O canal da Net Telecine Cult tem-nos presenteado com a
exibição de Vidas ao Vento, Kaze
Tachinu (em japonês: 風立ちぬ ) um filme de animação japonês produzido em 2013 pelo Studio Glibli, escrito e
dirigido por Hayao Miyazaki, seu último
filme antes de se aposentar.
O filme poetiza em torno da biografia de Jiro Horikoshi, o designer que criou
o famoso avião de combate japonês Mitsubishi A6M Zero, um dos mais engenhosamente
construídos e tragicamente eficazes usados na Segunda Guerra Mundial. Jiro
Horikoshi, um jovem que vive em uma cidade do interior, anseia em se tornar
piloto de avião, mas sabe que nunca conseguirá, por conta de sua miopia .
Desde os dias da infância do engenheiro, ao seu papel fundamental no esforço de guerra, o longa acompanha Horikoshi nos tempos
difíceis que antecederam o conflito, passando pelo grande terremoto que
devastou Tóquio em 1923. Sem justificá-la, o enredo (ver trailer abaixo) expõe
as razões de ordem socioeconômica que teriam ‘arrastado’ o Japão à guerra; na
película, os protagonistas sofrem com ela e o sonho de voar surge-nos, pois,
como a resposta possível a ser dada pela imaginação criadora – resistência e
contradição – a uma realidade impossível de ser contestada diretamente.
As partes da cinebiografia que retratam o inventor em sua vida privada, porém, são fabricadas. Elas adaptam parcialmente o romance The Wind Has Risen (1937), de Hori Tatsuo, que se passa em um sanatório para tuberculosos em Nagano, Japão.
O resultado, em sua bem temperada mistura de ficção e fatos
(sempre colocando a intenção e fantasias da liberdade de voar acima de seu doloroso consumar-se em prol da
guerra), é arrebatador e extremamente romântico.
O título brasileiro (e também o título original, “O vento se ergue”), justo
ao filme, lírico e belo, foi extraído de um poema de
Paul Valéry.
Criticada por
humanizar um personagem que, indiretamente, teria participado de um esforço de
guerra que causou tanta destruição, a animação tem uma mensagem clara, de
pacifismo, um tema recorrente na obra do veterano realizador japonês. Fala-se
frequentemente nele de que voar é um "sonho amaldiçoado" e são
flagrantes as condições em que o avião é construído, enfatizando a dissociação
entre arcaico e inédito no Japão da época.
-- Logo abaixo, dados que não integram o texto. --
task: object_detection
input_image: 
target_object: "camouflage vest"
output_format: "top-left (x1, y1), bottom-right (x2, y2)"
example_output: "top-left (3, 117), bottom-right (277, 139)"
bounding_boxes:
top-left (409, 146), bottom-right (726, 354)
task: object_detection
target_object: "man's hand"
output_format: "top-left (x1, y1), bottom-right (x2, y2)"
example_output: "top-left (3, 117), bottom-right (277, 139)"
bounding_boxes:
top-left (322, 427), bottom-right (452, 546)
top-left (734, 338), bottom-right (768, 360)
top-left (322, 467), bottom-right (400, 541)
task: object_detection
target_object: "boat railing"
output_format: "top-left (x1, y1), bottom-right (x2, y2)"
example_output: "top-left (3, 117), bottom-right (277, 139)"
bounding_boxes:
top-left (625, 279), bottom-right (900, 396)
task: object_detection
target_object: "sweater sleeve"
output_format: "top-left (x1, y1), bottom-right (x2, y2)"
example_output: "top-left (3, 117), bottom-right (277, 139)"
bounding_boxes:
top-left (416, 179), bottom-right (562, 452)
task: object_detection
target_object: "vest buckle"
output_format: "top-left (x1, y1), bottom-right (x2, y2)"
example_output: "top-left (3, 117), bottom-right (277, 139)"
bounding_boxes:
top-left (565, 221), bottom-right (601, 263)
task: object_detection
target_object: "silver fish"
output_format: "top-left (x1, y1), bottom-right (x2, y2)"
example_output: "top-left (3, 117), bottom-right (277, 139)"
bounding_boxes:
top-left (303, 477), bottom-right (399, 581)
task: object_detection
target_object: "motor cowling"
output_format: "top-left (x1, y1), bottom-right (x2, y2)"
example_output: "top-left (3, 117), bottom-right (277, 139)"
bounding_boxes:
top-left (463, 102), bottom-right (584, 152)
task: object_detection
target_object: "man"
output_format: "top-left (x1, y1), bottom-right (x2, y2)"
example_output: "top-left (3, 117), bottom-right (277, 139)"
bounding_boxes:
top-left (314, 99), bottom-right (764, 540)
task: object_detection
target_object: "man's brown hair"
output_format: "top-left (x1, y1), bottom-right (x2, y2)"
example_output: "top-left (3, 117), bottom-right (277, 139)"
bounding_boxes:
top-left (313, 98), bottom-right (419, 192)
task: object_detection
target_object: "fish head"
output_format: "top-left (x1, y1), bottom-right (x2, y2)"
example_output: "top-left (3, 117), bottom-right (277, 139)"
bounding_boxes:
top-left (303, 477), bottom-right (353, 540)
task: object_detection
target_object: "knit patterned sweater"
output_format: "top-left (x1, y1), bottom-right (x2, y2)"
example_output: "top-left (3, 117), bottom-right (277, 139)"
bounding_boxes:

Carros de boi transportam o novo modelo para o campo onde será testado. |
Como no romance de Mann, os doentes tomam o ar puro, tido por regenerador, na varanda do sanatório, envoltos em cobertas. |
Um personagem misto de Sherlock Holmes e Castorp (o filósofo da Montanha Mágica) encarna a dimensão crítica do filme e refere-se a Hitler como a um louco. |
Como é comum na
obra de Miyazaki, a arte do filme é deslumbrante. Dos fundos pintados, em que
cada detalhe remete ao amor jovem e puro em sua ingenuidade acariciante ( e
acariciada pelos acúmulos amplos de nuvens, sempre varridas pelas sombras
provocadas pelo vento) às retratações
dos aviões e ao carinho especial como são mostrados os projetos e cálculos,
tudo é belíssimo. A sonoplastia é igualmente brilhante, com os sons das
aeronaves lembrando lamentos de criaturas - um pequeno eco das fantasias épicas
do currículo do diretor - e complementa a bela trilha sonora baseada em
acordeons de Joe Hisaishi.
Ao final, Vidas ao Vento é uma celebração da criatividade e
engenhosidade humanas, uma que lamenta nossa capacidade para a destruição da maneira
mais poética possível. No anterior Mononoke,
Miyazaki explicitara a maior mensagem das suas obras "É preciso ver o
mundo com olhos destapados do ódio". Este aforisma se repete em todos os seus
filmes e é em Vidas ao Vento, que
atinge, talvez, seu apogeu.
A película ganhou e foi indicado para vários prêmios, incluindo nomeações para o Oscar de Melhor Filme de Animação , o Globo de Ouro de Melhor Filme Estrangeiro e Prêmio da Academia do Japão para Animação do Ano.Se realmente este for o último filme de Miyazaki, que anunciou sua aposentadoria recentemente, ao menos ele deixa o cinema com uma de suas maiores obras-primas.